Conventional needles such as bone marrow aspiration needles, ordinary biopsy punches, and hypodermic needles have been used as tissue punches to obtain tissue cores from donor blocks. These needles are available for small-scale laboratories at lower costs than commercial tissue punches. However, during punching, especially for hard donor blocks, these fine needles or donor blocks might be broken. In this study, we used a stainless-steel capillary tube driven by a mini-drill to replace these conventional punching methods. Practically, none of the donor blocks was broken while drilling the tissue cores in this manner. A TMA block with 1363 0.43-mm cores was successfully constructed by Vogel using complex equipment.[22] In practice, tissue cores smaller than 1.0 mm in diameter are difficult to insert into the holes of the recipient block without other equipment. In our method, to resolve this problem, the bottom of the plastic mold was used to fix the recipient block, and its upper array holes were used to fix the stainless-steel capillary tube with tissue cores. Under the guidance and fixation of the lower array holes of the plastic mold, these thin tissues cores were easily inserted into the recipient block by pushing them with a stainless-steel wire. In a previous study, once all cores were inserted into the recipient block, the melted paraffin was poured into the TMA block followed by heating of the TMA block using a hot plate to improve the adherence between tissue cores and the recipient block.[10,24] In our method, no subsequent steps are required after organization of the chip, and the detachment of tissue cores and recipient block was avoided. The diameter of the tissue cores was slightly larger than the holes of the recipient block in our method, allowing the tissue cores to be easily inserted into the recipient block. Moreover, tissue cores were not moved by pressure or friction between tissue cores and the recipient block (Figure 2).

Moreover, tissue loss is one of the major problems in TMA construction, and many studies have attempted to overcome this issue.[10,18,25] Our method for recipient and TMA block construction can also be used to repair the TMA block following tissue core loss. There is no doubt that these shorter tissue cores in the TMA block will be consumed after microtomy because different donor tissue blocks have different thicknesses. Consequently, some tissue spots on the section will be lost. For this shorter core, Vogel et al. and Shebl et al.[10,22] advised that a second or even third core from the same donor block could be injected in the same hole of the recipient block. However, it is difficult to avoid tissue spot loss using this method. In our modified method, when shorter tissue cores were consumed, the TMA block was placed in the plastic mold, and holes were bored in the location of core loss. Subsequently, supplementary cores were obtained from the corresponding donor blocks and re-injected into the holes (Figure 3). Using this method, the TMA block was successfully repaired.

We have developed a method for the construction of high-density TMAs using simple equipment costing no more than $30 that can be performed by any untrained technician.
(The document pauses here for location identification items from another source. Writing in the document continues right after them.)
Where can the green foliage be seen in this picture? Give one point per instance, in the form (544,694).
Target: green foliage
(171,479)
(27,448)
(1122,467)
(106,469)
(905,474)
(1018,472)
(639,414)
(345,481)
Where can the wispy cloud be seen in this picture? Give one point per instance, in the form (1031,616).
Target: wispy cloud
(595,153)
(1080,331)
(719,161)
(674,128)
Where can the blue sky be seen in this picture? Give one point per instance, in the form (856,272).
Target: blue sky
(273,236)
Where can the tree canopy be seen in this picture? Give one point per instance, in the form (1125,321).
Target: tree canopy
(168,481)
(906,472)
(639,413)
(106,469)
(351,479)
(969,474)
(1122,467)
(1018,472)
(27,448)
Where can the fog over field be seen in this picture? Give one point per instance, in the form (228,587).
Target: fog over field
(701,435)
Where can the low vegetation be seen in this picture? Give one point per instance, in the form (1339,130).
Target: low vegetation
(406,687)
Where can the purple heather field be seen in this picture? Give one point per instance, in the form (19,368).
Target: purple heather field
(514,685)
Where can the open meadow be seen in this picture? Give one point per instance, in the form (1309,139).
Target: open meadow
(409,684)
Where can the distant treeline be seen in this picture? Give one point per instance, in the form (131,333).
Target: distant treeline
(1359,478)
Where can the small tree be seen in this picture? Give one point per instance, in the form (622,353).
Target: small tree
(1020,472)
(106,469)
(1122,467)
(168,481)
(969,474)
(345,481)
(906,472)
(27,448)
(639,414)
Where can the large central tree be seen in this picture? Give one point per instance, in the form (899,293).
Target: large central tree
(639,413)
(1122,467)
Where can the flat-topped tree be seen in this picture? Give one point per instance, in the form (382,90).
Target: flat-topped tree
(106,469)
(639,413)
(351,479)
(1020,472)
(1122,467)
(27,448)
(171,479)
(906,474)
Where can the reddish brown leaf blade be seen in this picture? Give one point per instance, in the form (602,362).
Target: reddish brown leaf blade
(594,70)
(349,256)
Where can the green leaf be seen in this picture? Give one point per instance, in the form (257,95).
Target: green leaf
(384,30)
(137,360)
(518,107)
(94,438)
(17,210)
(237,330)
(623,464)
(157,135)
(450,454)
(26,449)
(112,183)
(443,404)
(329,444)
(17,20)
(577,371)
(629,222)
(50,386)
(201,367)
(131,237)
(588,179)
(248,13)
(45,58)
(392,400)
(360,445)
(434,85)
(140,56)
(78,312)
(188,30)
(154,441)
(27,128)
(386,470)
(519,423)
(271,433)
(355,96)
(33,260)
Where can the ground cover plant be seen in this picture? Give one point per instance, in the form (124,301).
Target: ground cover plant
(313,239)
Compared with conventional methods, this method has advantages, such as simple operation, no damage to the donor block, and simple processes. In addition, a TMA block with lost tissue cores can be repaired using this method. This new method is a good alternative to expensive machines in many laboratories, helping researchers to perform studies involving hundreds of samples rapidly. Our modified method of TMA construction may lead to significant improvements in basic research.